Given data \( \{(-1, 1), (2, -5), (3, 5)\} \) of the form \( (x, y) \), we fit a model \( y = wx \) using linear least-squares regression. The optimal value of \( w \) is:
(Round off to three decimal places)

Hint:

For linear regression using least squares, the optimal weight \( w \) can be found by minimizing the squared error function, which can be done by differentiating the error with respect to \( w \) and solving for it.

Answer 1

To find the optimal value of \( w \), we need to apply the least-squares regression method to minimize the error between the predicted and actual values of \( y \). The least-squares error function for linear regression is given by: \[ E(w) = \sum_{i=1}^{n} (y_i - wx_i)^2 \] Where:
\( x_i \) and \( y_i \) are the data points.
\( w \) is the parameter we need to optimize.
The optimal value of \( w \) is obtained by minimizing \( E(w) \). We take the derivative of \( E(w) \) with respect to \( w \), set it equal to zero, and solve for \( w \).
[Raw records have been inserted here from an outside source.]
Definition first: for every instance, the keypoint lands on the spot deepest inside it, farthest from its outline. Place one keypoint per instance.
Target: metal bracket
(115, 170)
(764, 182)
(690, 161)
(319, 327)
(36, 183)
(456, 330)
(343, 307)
First, express \( E(w) \): \[ E(w) = (1 - w(-1))^2 + (-5 - w(2))^2 + (5 - w(3))^2 \] \[ E(w) = (1 + w)^2 + (-5 - 2w)^2 + (5 - 3w)^2 \] Now, expand the squares: \[ E(w) = (1 + 2w + w^2) + (25 + 20w + 4w^2) + (25 - 30w + 9w^2) \] \[ E(w) = 1 + 25 + 25 + 2w + 20w - 30w + w^2 + 4w^2 + 9w^2 \] \[ E(w) = 51 - 8w + 14w^2 \] Next, differentiate \( E(w) \) with respect to \( w \): \[ \frac{dE(w)}{dw} = -8 + 28w \] Set the derivative equal to zero to find the critical point: \[ -8 + 28w = 0 \] \[ 28w = 8 \] \[ w = \frac{8}{28} = \frac{2}{7} \approx 0.286 \] Thus, the optimal value of \( w \) is approximately \( 0.286 \).